Ian Lowe, VP of Marketing for global SaaS Web Content Management vendor Crownpeak, (who were recently recognised by Gartner as a visionary vendor) popped by the penthouse to chat to Ian Truscott about what has inspires his marketing leadership, what gets his marketing mojo working and what he would chuck into our Rockstar CMO Swimming pool…
What would be top of your rider for your next marketing gig?
The best thing a Marketing leader can walk in to is a company with a great product, a great story and a group of motiviated leaders to make magic happen. There’s nothing better than being able to create messages for a well differentiated product that really moves the needle for your customers.
What or who are your marketing influencers?
I really got hooked on the power of organizations to accomplish the impossible when I read Built to Last by Jim Collins and Jerry Porras and the follow-up, Good to Great by Jim Collins. I started my career as a developer and reading these books was like getting a glimpse of the operating system of great organizations. There’s incredible power in the idea that there are winning strategies for building teams and organizations that can outperform their individual capabilities, their competition, and achieve something great.
If I was Spotify, what would I play for you first thing Monday morning to get you going?
Higher from the Score
The curtain pulls back, you step out on the stage of your new marketing gig – what do you open with?
Command and control of the marketing engine is critical. In today’s marketing environment, nothing else matters if you can’t deliver the demand that’s needed for growth. Get a hold of the people and process engine that’s getting results, make sure it’s tuned, agile and flexible, and you’ve set yourself up for prolonged success.
The audience is dancing in the aisles, it loves that track. What keeps the house jumping?
You need to have a compelling story and message. Marketing hasn’t changed in a thousand years: deliver messages that matter to audiences you understand. No matter how efficient or effective your demand engine is, if you can’t articulate a powerful, meaningful message to your customers, you’ll soon just turn in to noise.
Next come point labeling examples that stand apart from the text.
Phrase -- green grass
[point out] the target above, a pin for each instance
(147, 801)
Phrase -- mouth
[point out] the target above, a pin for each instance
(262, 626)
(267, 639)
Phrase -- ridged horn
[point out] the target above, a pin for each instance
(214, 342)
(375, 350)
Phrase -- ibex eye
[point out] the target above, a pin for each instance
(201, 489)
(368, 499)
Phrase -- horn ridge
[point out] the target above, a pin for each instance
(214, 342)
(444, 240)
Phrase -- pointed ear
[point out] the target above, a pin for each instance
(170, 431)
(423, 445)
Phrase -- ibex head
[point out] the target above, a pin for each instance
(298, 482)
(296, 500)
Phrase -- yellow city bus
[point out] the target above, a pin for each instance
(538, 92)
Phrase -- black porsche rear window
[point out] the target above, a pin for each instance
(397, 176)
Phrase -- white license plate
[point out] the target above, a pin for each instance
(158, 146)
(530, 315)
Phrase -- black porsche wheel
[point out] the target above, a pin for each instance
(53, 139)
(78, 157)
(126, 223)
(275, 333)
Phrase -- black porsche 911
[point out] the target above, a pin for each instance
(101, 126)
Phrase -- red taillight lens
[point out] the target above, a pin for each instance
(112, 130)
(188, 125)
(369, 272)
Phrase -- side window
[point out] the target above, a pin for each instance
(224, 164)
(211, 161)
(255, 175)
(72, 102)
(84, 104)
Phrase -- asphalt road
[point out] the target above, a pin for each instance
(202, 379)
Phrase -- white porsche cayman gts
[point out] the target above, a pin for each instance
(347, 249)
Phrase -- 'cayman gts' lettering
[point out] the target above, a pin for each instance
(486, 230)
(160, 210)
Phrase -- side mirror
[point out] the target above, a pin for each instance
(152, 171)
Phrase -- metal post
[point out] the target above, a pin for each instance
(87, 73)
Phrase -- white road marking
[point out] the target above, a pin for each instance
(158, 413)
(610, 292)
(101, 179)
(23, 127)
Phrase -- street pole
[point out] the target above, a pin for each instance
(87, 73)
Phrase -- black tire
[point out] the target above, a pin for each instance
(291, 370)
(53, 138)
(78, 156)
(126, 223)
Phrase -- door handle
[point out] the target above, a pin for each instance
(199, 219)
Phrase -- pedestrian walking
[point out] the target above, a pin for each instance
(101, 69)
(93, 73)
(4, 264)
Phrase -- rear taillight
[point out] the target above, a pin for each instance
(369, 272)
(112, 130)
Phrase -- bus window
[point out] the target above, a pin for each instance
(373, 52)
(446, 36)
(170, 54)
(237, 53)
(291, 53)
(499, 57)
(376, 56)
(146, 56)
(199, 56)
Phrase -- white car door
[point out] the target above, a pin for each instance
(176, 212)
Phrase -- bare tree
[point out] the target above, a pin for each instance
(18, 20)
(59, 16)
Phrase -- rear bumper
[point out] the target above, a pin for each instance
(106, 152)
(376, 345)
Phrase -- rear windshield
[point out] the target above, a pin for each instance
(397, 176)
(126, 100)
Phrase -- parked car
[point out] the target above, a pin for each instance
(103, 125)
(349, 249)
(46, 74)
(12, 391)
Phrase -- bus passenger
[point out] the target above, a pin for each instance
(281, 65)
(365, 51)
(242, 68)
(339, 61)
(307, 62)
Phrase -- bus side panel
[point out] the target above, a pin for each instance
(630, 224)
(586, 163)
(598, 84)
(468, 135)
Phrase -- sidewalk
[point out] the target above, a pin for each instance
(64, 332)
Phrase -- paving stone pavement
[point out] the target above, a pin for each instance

You’re playing a huge stadium; how do you know the audience can hear your tune?
As a marketer, you want to be tied as closely to full business results as possible – pipeline or revenue – for your own evaluation. Depending on your motion and deal cycle, those values can take time to show up, so you need early warning systems to make sure everything’s humming along. If I had to pick three, I’d say lead flow (total people engaging), conversion rates throughout the funnel (how strong is our message resonating), and average deal size (going up indicates that you’re establishing more value in your product).
If there was a billboard chart for marketing trends, what would be your Number 1?
Agility. The biggest oncoming strategy change in Marketing for the next five to ten years is going to be how fast organizations, and particularly marketing organizations, can react to their customers and the market. Increasing agility is about a well defined strategy and a very loose commitment to tactics. Selecting processes and technologies that help you move more quickly – so you can test and optimize – rather than build perfect castles in the air that might never make it to market.
What would you throw from your hotel window into the Rockstar CMO pool?
Digital transformation suites are not a panacea for digital marketing. There’s this idea out there that you can just buy a technology and all of your digital marketing problems can be solved – personalization, optimization, content. Companies that buy in to that often find, years and millions of dollars later, that they haven’t achieved any of the promises.
There’s no substitute for the hard work for marketing: creating great messages and finding your audience. Figure out your strategy, then select the best of breed technologies that let you deliver that strategy with maximium speed and agility.
What’s got you rocking today?
It’s fun to be on the cutting edge, brining something new to market, which is what we’re doing at Crownpeak with bringing true SaaS to the enterprise CMS space. That can sound kind of geeky, but no matter where you are, when you feel like you’re bringing real solutions to your customers problems – and making their lives better – it’s incredibly rewarding and energizing.
If there was a marketing hall of fame, who would you induct?
Is it too cliché to say Steve Jobs? What I find really interesting about the resurgence at Apple was two complementary motions he undertook. First, really connecting with their audience with great messaging like Think Different, I’m a Mac, the iPod dancing sillouettes, and more. Second, bringing marketing in to the heart of product design and production. Making sure what they were building really worked for their customers so that what they brought to market could almost sell itself. And of course, you can’t be a great marketing leader without being a great business leader, and its hard to argue with his success.
Any final words before you drop the mic?
Marketing is a great industry to be in. We get to be creative and analytical; results-oriented and visionary; inspired and practical – all often on the same day. The modern marketer lives in in a golden age of martech with thousands of tools, services and organizations looking to help you succeed. My best advice: focus on your customer. Really get to know them. Then hone your message to really resonate with them. Do less, but make it mean more.